There are many ways that this happens, but do you know one of the big ones? By loving other people. Micah 6:8, in today’s reading, reminds us: “[God] has told you, O man, what is good; and what does the Lord require of you but to do justice, and to love kindness, and to walk humbly with your God?” In other words, what does God want us to do? To do justice, to love kindness, and to walk in humility with God. We stand against evils and injustices because we serve the righteous Judge; we treat others with love and kindness and grace and mercy and patience and service because we have an incredible Savior who treated us that way; we walk in humility because we realize how glorious our God is compared to ourselves – and this, in turn, motivates us also to love others.

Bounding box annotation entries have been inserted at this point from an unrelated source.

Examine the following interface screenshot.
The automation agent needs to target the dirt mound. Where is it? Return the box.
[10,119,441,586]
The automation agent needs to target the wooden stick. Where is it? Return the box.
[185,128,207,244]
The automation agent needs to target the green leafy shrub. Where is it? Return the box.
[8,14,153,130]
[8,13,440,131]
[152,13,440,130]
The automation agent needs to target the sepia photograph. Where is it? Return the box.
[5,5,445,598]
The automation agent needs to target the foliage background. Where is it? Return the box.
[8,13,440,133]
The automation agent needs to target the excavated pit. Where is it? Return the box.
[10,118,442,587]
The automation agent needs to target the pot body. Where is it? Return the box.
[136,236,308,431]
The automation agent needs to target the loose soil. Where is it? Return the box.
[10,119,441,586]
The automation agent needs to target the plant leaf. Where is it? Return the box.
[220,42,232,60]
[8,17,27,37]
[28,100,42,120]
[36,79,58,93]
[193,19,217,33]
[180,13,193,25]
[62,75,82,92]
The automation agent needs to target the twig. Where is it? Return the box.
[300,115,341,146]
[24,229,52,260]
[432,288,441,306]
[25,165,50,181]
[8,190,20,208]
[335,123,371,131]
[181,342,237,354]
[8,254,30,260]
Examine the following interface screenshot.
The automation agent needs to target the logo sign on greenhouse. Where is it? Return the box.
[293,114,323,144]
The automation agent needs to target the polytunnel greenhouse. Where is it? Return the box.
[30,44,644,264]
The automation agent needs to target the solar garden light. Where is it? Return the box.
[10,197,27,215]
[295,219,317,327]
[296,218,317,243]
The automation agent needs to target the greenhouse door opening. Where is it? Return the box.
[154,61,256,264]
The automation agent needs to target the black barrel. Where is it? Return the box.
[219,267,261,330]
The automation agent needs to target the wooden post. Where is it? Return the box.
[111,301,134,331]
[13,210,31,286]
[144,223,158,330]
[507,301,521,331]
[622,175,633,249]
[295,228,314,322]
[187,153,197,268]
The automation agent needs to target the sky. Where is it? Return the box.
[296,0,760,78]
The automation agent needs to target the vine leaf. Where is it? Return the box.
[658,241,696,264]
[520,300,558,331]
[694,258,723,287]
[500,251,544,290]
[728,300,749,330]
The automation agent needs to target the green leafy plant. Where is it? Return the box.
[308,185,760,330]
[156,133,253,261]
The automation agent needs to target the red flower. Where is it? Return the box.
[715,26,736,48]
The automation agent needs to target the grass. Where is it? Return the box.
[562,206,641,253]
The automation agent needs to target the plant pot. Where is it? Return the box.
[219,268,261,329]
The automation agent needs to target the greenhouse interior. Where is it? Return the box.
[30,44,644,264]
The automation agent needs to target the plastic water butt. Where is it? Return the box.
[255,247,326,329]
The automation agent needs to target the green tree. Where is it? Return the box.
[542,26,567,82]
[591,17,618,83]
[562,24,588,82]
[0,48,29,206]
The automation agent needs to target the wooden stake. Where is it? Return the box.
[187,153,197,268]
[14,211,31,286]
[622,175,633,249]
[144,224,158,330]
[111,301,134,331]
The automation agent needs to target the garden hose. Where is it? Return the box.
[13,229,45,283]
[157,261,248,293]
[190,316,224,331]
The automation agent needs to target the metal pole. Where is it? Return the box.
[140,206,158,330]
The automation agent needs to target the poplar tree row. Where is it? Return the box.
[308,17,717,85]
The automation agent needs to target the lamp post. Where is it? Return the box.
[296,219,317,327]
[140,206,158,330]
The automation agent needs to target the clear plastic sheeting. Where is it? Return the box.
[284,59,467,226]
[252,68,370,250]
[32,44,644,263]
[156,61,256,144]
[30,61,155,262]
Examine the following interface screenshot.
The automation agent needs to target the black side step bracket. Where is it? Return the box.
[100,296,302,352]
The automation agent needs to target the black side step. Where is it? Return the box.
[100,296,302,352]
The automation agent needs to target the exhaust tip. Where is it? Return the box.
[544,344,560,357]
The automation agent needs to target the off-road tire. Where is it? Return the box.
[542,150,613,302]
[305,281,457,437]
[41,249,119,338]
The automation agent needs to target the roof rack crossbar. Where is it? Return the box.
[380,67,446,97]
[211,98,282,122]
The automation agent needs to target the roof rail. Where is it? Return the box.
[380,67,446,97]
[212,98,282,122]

The book of Isaiah gives us several more examples. In chapter 58, God describes what He views as true and false fasting, and here’s how He describes true fasting (v.6-14):
• Loose the bonds of wickedness – Stand for justice
• Undo the straps of the yoke / break every yoke – Combatting and seeking to do away with oppression
• Let the oppressed go free – Help and care for those who are mistreated
• Share your bread with the hungry – Provide nourishment, if necessary
• Bring the homeless poor into your home – Provide housing, if necessary
• Cover the naked – Provide clothing, if necessary
These are just a few of many ways that we serve our Lord and love others. And while our motivation isn’t to get something in return, the reality is that there’s a blessing that comes from blessing people – and that blessing is delight in the Lord. There’s a blessing that comes from following God and from knowing Him and walking in His ways, and we are commanded to love and care for those around us. We don’t have to go halfway across the world to do this, but rather we have opportunities each and every day in our various contexts, whether at work or at school or at the store or at the sporting event or… the list goes on and on. Point being: you have ample opportunities each and every day to love people. We need to be aware of how we can love and help and serve and care for others, seeing needs when they arise and, as far as we are able, helping out. We’re not going to be able to help with every need, but we are to be on mission all the time. We live our very lives as mission – or, since this mission is following God’s commands, we live our very lives as worship. We can love people where we’re at, we can serve people where we’re at, and we can be witnesses of our glorious God wherever we’re at.
We looked last week about the global scope of this mission, but we’re all on mission whether we go to another country or not. So let me ask you: how are you living for Christ and loving people right where you’re at today?